考察归来,美团高层将内部孵化的小店业务进行转型,大力投入资源做小象。
但小象的开店进程并未达到预期。自2018年10月常州三店同开后,小象就停止了扩张,一年开20家店的计划流产。2018年底,美团开始缩减对小象的资源倾斜。“小象不赚钱,靠外卖和酒旅养着,去年底开始明显感觉地位降低了。”一位小象内部员工说。
小象生鲜全国店面情况 整理 / 燃财经
常州三店刚落地,负责小象业务的姜跃平离任。姜跃平是大众点评的元老,美团点评合并后出任高级副总裁。

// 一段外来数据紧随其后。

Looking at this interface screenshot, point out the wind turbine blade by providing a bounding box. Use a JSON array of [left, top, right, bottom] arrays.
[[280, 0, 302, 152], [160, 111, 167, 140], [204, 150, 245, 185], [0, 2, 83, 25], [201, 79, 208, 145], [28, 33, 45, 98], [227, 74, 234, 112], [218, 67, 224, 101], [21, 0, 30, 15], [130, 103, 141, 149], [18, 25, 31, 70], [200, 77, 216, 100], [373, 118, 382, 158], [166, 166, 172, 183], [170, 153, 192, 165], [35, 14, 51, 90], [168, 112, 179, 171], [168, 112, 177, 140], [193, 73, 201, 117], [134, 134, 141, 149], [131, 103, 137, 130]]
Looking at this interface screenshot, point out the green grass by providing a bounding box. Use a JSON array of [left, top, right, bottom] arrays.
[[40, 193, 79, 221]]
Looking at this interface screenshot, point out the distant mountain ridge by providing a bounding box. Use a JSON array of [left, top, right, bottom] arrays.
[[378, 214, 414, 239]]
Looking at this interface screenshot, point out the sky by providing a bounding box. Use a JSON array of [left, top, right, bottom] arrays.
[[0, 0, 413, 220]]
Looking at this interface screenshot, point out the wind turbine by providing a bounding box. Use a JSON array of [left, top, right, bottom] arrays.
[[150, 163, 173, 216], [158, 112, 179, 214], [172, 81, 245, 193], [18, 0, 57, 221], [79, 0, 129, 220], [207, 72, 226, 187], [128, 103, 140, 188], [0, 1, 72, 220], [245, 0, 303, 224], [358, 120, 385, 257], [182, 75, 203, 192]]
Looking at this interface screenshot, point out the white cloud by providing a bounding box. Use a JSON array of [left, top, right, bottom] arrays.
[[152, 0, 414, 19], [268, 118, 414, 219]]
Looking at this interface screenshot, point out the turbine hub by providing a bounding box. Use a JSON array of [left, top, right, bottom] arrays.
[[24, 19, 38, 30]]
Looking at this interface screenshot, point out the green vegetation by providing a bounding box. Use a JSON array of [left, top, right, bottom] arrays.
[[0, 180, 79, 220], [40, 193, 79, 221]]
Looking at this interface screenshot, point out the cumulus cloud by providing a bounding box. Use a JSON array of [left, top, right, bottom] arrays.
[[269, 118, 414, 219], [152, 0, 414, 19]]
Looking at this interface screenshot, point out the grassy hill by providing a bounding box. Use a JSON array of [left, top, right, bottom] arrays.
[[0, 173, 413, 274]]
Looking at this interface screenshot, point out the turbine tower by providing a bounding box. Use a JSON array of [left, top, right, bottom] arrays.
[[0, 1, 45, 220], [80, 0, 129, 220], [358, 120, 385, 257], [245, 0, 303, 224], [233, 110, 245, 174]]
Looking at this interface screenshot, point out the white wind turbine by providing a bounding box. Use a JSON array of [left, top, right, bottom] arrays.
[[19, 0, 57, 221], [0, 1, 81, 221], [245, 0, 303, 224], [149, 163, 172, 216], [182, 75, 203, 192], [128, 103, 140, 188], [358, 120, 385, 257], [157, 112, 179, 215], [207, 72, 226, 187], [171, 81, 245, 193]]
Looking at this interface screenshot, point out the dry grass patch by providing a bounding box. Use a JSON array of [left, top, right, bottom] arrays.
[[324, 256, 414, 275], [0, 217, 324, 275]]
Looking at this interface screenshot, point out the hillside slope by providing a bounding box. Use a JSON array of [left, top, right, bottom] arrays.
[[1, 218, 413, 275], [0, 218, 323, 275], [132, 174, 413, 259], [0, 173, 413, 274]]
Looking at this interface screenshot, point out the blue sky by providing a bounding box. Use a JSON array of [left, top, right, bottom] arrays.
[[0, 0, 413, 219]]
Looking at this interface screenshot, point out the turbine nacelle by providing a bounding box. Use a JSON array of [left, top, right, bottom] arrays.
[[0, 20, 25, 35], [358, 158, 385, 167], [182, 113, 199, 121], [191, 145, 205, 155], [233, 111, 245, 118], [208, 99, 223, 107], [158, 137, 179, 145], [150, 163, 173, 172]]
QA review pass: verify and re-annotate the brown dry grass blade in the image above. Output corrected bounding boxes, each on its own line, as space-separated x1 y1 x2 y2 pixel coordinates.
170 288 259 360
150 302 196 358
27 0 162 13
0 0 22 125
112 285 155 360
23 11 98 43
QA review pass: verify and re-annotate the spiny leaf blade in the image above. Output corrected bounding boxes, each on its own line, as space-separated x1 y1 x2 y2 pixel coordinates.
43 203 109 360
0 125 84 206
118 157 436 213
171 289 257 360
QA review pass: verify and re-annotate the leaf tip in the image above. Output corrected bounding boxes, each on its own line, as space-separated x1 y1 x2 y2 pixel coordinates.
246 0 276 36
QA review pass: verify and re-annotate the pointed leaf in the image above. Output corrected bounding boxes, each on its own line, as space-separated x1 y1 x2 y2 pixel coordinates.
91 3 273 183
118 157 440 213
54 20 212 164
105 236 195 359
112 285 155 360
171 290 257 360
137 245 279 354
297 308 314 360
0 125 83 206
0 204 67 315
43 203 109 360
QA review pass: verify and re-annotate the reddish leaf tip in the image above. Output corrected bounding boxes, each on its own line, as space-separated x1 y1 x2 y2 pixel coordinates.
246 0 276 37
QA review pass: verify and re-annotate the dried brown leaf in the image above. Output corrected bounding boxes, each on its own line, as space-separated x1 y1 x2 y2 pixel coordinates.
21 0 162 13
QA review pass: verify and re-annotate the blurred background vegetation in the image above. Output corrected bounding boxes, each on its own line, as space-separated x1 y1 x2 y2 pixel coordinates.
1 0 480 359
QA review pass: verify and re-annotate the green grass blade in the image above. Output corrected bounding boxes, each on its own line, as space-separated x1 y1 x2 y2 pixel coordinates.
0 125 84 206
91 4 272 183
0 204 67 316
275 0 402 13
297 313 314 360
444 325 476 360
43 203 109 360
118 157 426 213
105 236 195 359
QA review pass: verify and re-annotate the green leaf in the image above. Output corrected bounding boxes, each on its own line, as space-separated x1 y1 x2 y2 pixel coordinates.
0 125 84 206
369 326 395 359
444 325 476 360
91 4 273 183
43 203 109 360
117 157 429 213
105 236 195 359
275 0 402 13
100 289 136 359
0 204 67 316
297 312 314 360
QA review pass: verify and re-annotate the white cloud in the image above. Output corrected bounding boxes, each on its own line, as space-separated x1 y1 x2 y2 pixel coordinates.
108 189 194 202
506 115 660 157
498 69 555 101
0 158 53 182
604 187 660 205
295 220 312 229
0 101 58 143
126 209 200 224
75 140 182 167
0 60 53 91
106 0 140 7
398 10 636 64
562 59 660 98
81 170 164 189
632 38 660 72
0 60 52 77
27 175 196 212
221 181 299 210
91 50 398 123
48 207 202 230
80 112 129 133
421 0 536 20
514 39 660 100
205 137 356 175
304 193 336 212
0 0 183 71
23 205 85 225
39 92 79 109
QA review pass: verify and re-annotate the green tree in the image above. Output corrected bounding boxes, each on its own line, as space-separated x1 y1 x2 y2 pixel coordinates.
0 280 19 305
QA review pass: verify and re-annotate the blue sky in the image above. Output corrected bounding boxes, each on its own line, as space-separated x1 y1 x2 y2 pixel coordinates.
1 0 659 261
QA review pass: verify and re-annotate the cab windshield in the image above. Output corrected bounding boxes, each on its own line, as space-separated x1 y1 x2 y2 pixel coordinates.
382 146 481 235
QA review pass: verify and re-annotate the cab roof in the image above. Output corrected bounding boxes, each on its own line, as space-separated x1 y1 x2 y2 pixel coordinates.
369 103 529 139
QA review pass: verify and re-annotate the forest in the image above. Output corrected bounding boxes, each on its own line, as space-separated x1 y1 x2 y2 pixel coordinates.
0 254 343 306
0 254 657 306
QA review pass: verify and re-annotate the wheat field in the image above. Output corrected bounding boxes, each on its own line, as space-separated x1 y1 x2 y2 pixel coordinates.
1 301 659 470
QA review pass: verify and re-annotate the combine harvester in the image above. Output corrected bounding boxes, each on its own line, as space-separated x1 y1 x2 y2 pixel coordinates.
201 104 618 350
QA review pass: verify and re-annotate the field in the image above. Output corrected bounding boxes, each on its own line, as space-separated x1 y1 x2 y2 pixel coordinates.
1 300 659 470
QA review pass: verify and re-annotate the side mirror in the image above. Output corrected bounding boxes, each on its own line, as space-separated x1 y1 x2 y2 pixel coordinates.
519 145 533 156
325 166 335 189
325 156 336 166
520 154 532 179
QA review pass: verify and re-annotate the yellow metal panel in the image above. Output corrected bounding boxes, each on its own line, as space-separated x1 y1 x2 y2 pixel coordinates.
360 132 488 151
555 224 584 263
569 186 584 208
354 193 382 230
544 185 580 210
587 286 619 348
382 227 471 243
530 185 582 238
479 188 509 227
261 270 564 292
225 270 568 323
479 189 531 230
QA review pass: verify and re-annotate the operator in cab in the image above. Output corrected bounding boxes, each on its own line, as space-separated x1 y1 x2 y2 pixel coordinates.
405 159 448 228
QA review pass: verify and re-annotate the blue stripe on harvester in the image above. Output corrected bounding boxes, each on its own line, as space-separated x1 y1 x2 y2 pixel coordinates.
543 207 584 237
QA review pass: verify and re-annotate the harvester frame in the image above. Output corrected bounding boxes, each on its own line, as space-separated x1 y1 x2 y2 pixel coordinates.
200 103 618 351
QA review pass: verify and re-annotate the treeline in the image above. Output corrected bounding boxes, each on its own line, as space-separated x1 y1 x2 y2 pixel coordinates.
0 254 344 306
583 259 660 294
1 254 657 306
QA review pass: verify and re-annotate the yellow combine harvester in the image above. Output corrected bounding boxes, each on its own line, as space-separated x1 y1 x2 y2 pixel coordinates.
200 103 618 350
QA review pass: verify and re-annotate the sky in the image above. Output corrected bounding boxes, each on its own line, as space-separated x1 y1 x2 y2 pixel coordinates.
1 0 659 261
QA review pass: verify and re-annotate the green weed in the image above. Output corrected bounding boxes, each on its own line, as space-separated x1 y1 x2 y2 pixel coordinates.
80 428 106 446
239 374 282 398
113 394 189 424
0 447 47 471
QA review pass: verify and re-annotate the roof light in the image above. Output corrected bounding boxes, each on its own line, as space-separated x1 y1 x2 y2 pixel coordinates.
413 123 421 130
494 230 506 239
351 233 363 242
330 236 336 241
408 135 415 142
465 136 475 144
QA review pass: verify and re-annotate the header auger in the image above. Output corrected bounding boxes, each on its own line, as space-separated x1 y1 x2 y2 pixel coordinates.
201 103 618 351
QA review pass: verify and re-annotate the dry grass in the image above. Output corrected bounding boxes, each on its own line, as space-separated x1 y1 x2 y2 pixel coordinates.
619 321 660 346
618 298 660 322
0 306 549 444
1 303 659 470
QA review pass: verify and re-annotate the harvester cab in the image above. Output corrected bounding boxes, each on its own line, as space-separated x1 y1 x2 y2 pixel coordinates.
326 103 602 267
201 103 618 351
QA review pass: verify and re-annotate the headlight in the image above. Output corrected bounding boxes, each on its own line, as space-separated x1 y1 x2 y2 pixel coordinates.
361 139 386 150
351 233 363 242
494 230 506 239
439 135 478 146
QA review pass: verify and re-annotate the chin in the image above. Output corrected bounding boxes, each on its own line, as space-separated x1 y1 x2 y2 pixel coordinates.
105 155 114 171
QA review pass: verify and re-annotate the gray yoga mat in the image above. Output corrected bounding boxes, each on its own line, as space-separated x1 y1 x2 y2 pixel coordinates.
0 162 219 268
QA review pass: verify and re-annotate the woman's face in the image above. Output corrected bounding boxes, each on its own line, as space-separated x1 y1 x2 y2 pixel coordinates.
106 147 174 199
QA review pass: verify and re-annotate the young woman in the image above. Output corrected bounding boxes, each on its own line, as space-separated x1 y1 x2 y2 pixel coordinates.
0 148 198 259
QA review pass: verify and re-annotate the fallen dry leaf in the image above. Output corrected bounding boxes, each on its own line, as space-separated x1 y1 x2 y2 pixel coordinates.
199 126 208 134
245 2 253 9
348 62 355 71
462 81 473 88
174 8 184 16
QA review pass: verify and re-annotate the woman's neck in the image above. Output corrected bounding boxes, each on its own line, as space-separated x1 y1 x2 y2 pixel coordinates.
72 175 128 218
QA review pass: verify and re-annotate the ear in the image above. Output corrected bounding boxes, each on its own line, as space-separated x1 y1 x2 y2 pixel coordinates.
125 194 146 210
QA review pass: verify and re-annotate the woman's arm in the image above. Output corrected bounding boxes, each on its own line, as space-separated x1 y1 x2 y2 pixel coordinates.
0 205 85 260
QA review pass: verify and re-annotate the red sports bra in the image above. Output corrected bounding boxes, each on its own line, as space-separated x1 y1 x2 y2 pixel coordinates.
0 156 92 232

在美团最新的架构调整中,小象所在的大零售事业群被分拆,成为独立事业部,陈亮接替了姜跃平的位置。调整前,姜跃平和陈亮都是美团的SVP。姜跃平最后一次出现在公开场合是在2018年10月小象在常州的开业仪式上,他成为“最后一个离开美团的大众点评高管”。
陈亮此前是美团酒店旅游事业群负责人,在零售行业经验不如姜跃平。事后看来,陈亮上位暗示了王兴对小象进行大调整的决心。
4月中旬,小象苏州的三家门店同时进入关店流程。在美团点评公布财报后的分析师电话会议上,CFO陈少晖表示由于投资回报率低于预期,已经关闭低线城市的5家小象门店。
徐益飞认为,
盒马上海金桥店的模型是个伪MVP(最小可执行产品),因为这个店能赚钱,结果把小象“带到沟里去了”。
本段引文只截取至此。